Maria currently holds positions as the Associate Director of the ARC Australian Centre for Electromaterials Science and Deputy Director of the Institute for Frontier Materials at Deakin University. She has served on several editorial boards and is currently senior editor for Journal of Physical Chemistry letters. She was elected to the Australian Academy of Sciences in 2015 and has received the Galileo Galilee award for her contributions to the Polymer Electrolyte and energy storage field, The Australasian Corrosion Medal for her work in the corrosion mitigation as well as an Australian Laureate Fellowship to undertake research in the area of novel energy materials.

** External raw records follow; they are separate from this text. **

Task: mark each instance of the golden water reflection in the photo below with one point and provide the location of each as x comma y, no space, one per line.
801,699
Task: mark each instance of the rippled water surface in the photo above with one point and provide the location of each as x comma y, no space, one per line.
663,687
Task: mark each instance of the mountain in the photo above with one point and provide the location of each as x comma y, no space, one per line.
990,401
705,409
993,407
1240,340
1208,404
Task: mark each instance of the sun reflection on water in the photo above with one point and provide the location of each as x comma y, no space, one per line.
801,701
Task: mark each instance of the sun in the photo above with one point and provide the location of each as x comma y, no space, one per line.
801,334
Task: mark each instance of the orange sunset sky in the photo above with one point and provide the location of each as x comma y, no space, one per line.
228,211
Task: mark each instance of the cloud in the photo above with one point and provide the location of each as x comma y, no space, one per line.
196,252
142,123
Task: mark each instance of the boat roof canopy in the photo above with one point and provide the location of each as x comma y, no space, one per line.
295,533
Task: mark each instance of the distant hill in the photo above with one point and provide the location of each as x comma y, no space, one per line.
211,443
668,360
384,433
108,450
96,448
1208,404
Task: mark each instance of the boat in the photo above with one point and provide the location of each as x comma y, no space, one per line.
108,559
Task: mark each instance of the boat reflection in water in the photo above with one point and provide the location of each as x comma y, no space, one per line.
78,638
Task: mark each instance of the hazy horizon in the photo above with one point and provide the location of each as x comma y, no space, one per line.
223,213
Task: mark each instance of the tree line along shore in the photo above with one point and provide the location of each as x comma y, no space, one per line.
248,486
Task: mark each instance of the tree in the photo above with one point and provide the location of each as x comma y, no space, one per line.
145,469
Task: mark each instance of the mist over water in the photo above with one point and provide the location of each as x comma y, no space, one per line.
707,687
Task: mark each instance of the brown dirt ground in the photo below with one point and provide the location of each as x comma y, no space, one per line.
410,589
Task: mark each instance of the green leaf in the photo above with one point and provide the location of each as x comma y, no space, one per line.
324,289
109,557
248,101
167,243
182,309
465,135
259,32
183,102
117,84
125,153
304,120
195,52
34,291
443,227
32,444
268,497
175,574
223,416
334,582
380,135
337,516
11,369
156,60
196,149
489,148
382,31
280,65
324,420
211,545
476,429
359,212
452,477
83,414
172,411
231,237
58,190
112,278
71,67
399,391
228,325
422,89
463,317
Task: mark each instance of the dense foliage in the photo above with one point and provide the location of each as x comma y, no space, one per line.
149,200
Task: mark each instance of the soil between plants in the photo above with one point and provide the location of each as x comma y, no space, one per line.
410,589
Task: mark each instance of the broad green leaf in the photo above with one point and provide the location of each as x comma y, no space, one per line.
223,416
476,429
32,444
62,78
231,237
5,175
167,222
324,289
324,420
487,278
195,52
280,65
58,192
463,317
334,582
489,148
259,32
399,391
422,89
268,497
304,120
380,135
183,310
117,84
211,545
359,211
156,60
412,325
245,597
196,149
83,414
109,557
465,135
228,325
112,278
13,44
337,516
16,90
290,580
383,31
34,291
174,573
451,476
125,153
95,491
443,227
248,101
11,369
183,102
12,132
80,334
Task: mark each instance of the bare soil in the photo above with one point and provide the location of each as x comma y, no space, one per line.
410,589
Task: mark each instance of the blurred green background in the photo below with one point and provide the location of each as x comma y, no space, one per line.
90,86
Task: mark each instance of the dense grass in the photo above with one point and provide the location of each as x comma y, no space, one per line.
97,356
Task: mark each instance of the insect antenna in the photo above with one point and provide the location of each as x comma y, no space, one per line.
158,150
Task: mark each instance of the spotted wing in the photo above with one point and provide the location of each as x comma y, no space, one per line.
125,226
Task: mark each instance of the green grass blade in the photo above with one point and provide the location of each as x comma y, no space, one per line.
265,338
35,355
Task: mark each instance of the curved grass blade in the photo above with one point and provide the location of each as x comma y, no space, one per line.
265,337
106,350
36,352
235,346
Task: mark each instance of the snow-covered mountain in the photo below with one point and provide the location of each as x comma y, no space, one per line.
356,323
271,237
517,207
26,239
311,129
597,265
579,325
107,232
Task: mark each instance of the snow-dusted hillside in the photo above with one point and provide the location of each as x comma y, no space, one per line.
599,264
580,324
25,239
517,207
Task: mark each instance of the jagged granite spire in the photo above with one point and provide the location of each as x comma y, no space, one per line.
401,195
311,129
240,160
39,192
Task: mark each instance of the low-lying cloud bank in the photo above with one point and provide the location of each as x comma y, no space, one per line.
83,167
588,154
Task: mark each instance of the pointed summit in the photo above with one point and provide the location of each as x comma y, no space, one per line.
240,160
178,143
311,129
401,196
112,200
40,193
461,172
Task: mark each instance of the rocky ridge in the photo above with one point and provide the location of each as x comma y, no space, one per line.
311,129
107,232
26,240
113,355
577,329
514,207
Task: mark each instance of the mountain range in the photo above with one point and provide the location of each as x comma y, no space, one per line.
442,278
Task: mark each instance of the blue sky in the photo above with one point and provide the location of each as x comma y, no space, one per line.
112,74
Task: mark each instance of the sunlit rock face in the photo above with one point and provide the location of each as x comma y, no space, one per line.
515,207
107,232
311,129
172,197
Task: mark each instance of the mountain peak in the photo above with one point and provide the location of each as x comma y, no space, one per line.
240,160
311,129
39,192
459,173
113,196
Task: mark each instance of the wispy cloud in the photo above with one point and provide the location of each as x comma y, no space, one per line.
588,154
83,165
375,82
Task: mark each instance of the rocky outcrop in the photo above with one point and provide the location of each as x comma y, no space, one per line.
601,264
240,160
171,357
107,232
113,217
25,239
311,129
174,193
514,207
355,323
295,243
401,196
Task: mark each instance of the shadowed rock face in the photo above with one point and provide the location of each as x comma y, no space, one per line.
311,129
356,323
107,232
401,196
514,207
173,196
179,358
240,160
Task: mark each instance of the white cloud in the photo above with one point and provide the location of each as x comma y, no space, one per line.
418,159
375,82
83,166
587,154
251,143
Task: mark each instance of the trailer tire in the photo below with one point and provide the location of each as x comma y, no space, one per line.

Her research informs the broad field of materials science, particularly as it applies to energy storage and corrosion. She is a leader in the area of transport properties of materials and has had significant impact in both theoretical and applied areas. Specifically, she has focused on developing novel electromaterials for safe batteries and environmentally friendly corrosion inhibitors and on understanding the phenomenon of charge transport at metal/electrolyte interfaces and within electrolyte materials. She is passionate about clean energy, educating the next generation of scientific and technological leaders in this area and facilitating the creation of innovative technologies in Australia.